De plus, le site abrite 174 autres espèces remarquables. Trois sont protégées au niveau national, la gagée jaune (Gagea lutea), la gagée des champs (Gagea villosa) et la tulipe sylvestre (Tulipa sylvestris). Une espèce est protégée régionalement, c'est le grémil à pédoncule épais (Lithospermum incrassatum)[6].
Il y a dans Lure de nombreuses espèces liées aux différents peuplements forestiers et à l'étagement de la forêt entre 600 et 1 800 mètres. Parmi les champignons comestibles, les plus prisés sont[56] :
Les morilles ou barigoules, champignons de printemps, qui affectionnent les brûlis ou les passages dégagés à la broyeuse. Ils sont suivis dans le temps, vers la Saint-Jean d'été, par les girolles ou chanterelles qui foisonnent après les pluies aux pieds des hêtres. À la même période, la mi-juin, apparaissent les premiers cèpes et bolets qui poussent en colonies dans les hêtraies et les chênaies. Un mois plus tard, vers la mi-juillet, peut se rencontrer l'oronge ou amanite des césars. C'est un champignon aussi rare que délicieux[56]. Quelquefois, au début août, dans les alpages se trouve un agaric, le rosé des prés, qui est le champignon de Paris à l'état sauvage[57].
Après le 15 août et jusqu'aux premières gelées, on assiste à une reprise des girolles et chanterelles ainsi que des cèpes et des bolets, mais en moindre quantité qu'au printemps. En revanche, début septembre, commence la saison d'autres champignons qui arrivent en quantité. Ce sont le lactaire délicieux ou pinin, qui doit être cueilli de bon matin, le pied bleu qui prolifère en rond de sorcière, le coprin chevelu, la russule charbonnière, le griset, champignon emblématique de la chaîne Ventoux/Albion/Lure, la trompette de la mort dont le nom commercial devient de plus en plus la trompette de l'amour.
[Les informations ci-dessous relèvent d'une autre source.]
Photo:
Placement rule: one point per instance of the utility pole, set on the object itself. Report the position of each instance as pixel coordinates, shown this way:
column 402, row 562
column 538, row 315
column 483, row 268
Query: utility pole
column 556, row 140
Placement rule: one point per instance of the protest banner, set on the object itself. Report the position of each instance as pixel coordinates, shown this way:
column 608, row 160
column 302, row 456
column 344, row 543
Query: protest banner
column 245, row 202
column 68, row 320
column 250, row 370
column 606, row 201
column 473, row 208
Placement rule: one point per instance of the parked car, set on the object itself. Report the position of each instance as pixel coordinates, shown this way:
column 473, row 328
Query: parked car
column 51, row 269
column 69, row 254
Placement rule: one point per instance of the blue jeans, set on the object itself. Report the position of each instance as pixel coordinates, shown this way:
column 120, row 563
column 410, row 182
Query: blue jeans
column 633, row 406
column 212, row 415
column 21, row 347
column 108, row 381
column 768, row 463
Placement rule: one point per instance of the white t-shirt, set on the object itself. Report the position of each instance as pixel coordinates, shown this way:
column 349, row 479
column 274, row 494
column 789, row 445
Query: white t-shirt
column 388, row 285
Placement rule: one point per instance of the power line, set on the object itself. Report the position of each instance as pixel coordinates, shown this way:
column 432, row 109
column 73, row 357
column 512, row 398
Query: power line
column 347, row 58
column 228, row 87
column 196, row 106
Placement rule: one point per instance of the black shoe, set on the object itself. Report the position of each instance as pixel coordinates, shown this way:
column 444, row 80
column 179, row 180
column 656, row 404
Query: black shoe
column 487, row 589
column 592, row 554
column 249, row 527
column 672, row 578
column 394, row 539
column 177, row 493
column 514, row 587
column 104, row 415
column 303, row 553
Nombre de ces champignons ne sont pas récoltés par les locaux qui se contentent de trois ou quatre espèces bien identifiées[57].
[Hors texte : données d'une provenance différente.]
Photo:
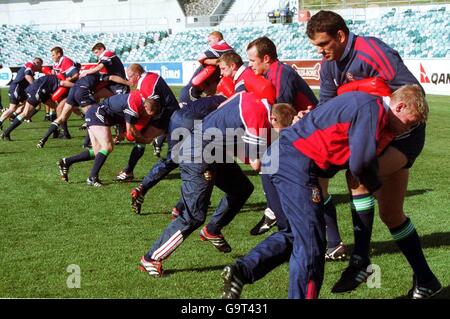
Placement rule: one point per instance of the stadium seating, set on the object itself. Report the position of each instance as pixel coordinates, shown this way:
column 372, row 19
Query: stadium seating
column 413, row 33
column 198, row 7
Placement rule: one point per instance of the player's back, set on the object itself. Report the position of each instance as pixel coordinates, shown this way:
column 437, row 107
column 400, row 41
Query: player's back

En fin arrive le cavage de la truffe noire, ou Tuber melanosporum, qui se fait entre novembre et mars en dessous de 1 100 mètres d'altitude. Sur l'adret, elle se trouve sur les communes de Banon, jusqu'à 800 mètres, et de Redortiers à la limite de 1 000 mètres. Sur l'ubac, où l'on trouve de véritables truffières, dont quelques-unes de plusieurs hectares, elle se récolte entre Saint-Vincent-sur-Jabron et Montfroc, de 600 à 800 mètres d'altitude[58].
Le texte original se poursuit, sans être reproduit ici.